Perhaps most importantly, I’ve come to understand the virtue of indefatigability—the capacity to persist beyond comfort and fatigue. Mental fortitude governs physical output. Whilst a strong mind can sit through endless hours of work or study, there is no greater test for the mind than the physical one. When you’re passed your physical limit – gassed out and overwhelmingly fatigued, the mind will dictate whether you keep going. Martial arts taught me that pain is the test; the mind is the answer.

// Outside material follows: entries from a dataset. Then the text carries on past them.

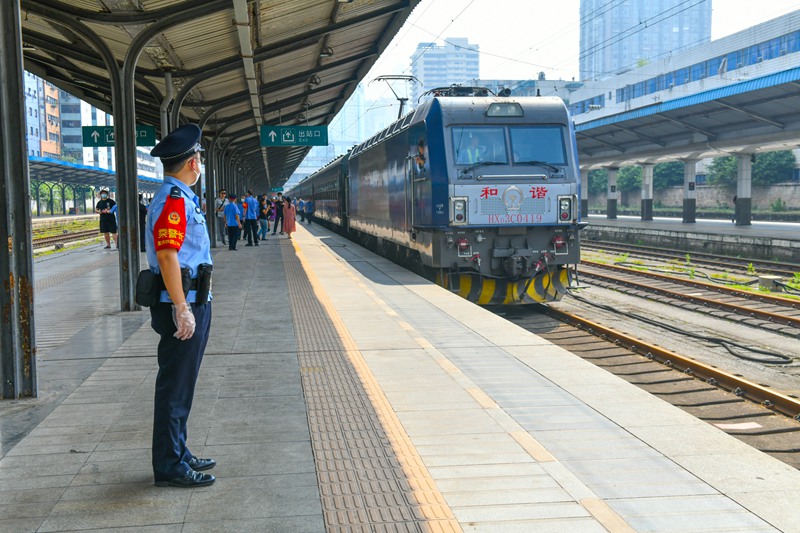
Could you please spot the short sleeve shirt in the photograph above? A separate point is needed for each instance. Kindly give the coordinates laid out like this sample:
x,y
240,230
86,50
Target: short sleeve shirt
x,y
177,223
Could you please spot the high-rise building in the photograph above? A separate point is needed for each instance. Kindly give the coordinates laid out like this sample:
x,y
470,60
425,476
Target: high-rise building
x,y
456,62
33,91
619,35
51,122
71,133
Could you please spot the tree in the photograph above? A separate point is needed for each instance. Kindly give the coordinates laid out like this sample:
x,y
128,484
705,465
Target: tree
x,y
773,167
722,171
598,181
667,175
629,179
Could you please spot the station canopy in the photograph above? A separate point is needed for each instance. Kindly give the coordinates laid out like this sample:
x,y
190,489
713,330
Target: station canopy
x,y
235,65
53,170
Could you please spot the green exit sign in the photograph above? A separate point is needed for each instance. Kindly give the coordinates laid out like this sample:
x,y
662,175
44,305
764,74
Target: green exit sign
x,y
294,135
103,136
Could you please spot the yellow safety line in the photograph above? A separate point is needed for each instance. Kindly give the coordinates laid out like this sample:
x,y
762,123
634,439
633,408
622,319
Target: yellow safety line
x,y
428,499
399,439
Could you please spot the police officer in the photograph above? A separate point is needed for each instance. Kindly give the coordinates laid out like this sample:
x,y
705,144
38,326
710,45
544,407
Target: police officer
x,y
178,248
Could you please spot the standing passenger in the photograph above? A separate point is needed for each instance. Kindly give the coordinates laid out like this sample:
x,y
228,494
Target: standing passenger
x,y
277,205
219,206
233,221
142,223
263,214
108,221
250,205
178,247
289,217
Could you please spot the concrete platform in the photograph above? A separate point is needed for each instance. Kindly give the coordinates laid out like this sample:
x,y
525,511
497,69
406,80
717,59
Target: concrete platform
x,y
772,241
340,392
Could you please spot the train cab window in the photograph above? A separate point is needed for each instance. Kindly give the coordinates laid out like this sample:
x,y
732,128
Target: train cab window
x,y
538,143
479,144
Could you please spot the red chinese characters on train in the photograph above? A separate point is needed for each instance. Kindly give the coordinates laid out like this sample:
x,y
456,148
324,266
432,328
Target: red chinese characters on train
x,y
488,191
538,192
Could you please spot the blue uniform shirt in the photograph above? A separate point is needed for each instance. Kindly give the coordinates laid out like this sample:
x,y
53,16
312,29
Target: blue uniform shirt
x,y
231,210
252,208
196,247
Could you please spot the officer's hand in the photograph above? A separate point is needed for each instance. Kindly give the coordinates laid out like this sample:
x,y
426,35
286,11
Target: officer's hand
x,y
184,321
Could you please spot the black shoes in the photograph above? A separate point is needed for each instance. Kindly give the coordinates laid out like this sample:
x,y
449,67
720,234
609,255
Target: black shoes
x,y
198,464
191,479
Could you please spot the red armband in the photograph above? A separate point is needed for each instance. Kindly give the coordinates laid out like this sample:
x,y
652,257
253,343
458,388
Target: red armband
x,y
170,228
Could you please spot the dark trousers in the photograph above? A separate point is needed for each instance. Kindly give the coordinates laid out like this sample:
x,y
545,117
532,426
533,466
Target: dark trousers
x,y
178,367
251,230
233,237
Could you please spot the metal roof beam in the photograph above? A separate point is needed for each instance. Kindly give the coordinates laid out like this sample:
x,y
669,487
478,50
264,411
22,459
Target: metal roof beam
x,y
751,114
641,136
612,146
127,17
707,133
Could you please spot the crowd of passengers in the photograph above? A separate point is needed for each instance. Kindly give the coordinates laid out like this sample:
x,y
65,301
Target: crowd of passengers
x,y
256,216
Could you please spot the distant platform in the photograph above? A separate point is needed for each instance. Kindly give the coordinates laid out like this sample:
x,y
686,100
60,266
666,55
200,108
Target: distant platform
x,y
777,241
340,392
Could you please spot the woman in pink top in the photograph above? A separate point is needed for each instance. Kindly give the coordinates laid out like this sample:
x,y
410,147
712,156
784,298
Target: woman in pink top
x,y
289,217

Martial arts also taught me that confidence is an external manifestation of competence. Confidence is the result of repeatedly proving to yourself that you are capable. Once you have endured what others would quit, ordinary challenges begin to feel trivial. When I understood this, I carried myself differently through the principle of projection.

Training reinforced a lesson I now hold central to my worldview: no excuses. Life is player vs. player. There’s winners and losers, and it comes down to the individual. If you lose, it doesn’t say the reason why – it just says you lost. There’s no excuses.

This journey has been far from linear. But that’s what makes it mine. Every pause, every challenge, and every return to training added a layer of meaning to the artform. Reaching Shodan is not a conclusion. It is the beginning of something deeper—a lifelong commitment to continual growth, service, and mastery. I move forward with gratitude, humility, and resolve.